Blog de Nityananda

El segundo propósito y la fuerza del amor II

Seguimos hablando de nuestro segundo propósito, y su relación con la fuerza del amor.
Recordad… nuestro segundo propósito genuino es crecer, evolucionar, transformarnos. Es nuestra responsabilidad, por eso y para eso estamos en esta vida. Y decíamos ayer que el amor es la base de este proceso de transformación. Ayer comencé a redefinir amor como fuerza del universo, y como fuerza esencial en este propósito. Hoy, más reflexiones…
El amor trasciende el límite de nuestros cuerpos. Porque, ¿dónde está la frontera de nuestro cuerpo? En lo fenoménico, está en nuestra piel; en lo sutil, está hasta donde llega la combustión -nuestras fuerzas como el electromagnetismo, nuestra aura; En el amor, no hay limitación de tiempo ni espacio, no hay frontera. De hecho, el amor produce la traslación inmediata a cualquier espacio-tiempo. El amor ES, sin tiempo, sin espacio, se desarrolla hacia lo presente, hacia lo lejano, hacia lo pasado y lo futuro. Si os acercáis a la fuerza del amor, pero no habéis evolucionado hasta desvelar su arcano, entonces el amor altera la percepción del tiempo (cuando estáis enamorados, el tiempo deja de existir, lo habéis experimentado todos). Y…cuando llegáis a desvelar el arcano del amor como fuerza, entonces rompéis el tiempo y también el espacio. Algún día, no muy lejano -algunos lo veréis-, la física mostrará, como ya hace embrionariamente la física cuántica, que el Amor se mueve más rápidamente que la luz, y será el arcano que nos conectará con otros mundos y otros universos.
El amor es una fuerza fundamental en nuestra posibilidad evolutiva. La perseguimos desde hace tiempo, pero, pobres humanitos, la confundimos con el placer, o con el apego. Sin embargo, independientemente de que lo percibamos o no, estamos interactuando con él todo el tiempo.
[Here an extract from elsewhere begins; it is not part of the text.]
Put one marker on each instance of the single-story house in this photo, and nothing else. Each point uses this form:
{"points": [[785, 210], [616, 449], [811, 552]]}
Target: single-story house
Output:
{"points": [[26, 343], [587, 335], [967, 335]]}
Como hablábamos en el SatSang de esta tarde, influimos en toda la humanidad, y en todo lo que nos rodea haciendo nuestro trabajo de yoga, de consciencia, de amor… porque el ser humano es vehículo del amor, si así decide serlo.
Y cuando conectamos con esta fuerza, se convierte en un motor de profundización en el estado de consciencia, de evolución en nuestro viaje de consciencia. A medida que avanzamos en la fuerza del amor, los destellos de la mente (gamma) son mayores, percibimos y relacionamos lo que es perceptible por nuestros sentidos y también lo que no lo es, nos enamoramos del mundo, soltamos nuestro ego y nos acercamos a nuestro ser; y aumentamos nuestra capacidad de redención, dependiendo de los rastros que hemos dejado en el prana colectivo a través del amor.
El ser humano se ha acercado al amor a través del arte, y a través de la relación mistérica entre dos personas. Al crear arte, o al enamorarnos, producimos proteínas distintas, surgen memorias diferentes a las habituales; desde ellas, podemos evolucionar y desarrollar más en nosotros la fuerza del amor.
Porque el amor crece cuando se da: es la capacidad de desprendimiento de nuestra propia energía, de que se funda con la energía de los demás… Y en este ofrecimiento se produce un reemplazo energético que genera un impulso de profundización en nuestra consciencia, y nos hace crecer.
Por eso Jesús de Nazareth marca un antes y un después en la evolución humana: Trajo un mensaje revolucionario, trascendiendo a la lógica supervivencial del ojo por ojo. “Amaos los unos a los otros como yo os he amado”. Jesús abre el arcano del amor. Y no hemos avanzado mucho desde entonces…


Mañana, sadhakas, continuamos todavía en este propósito, y, entendiendo ya la fuerza que lo gobierna, cristalizaremos lo que significa transformarnos y evolucionar.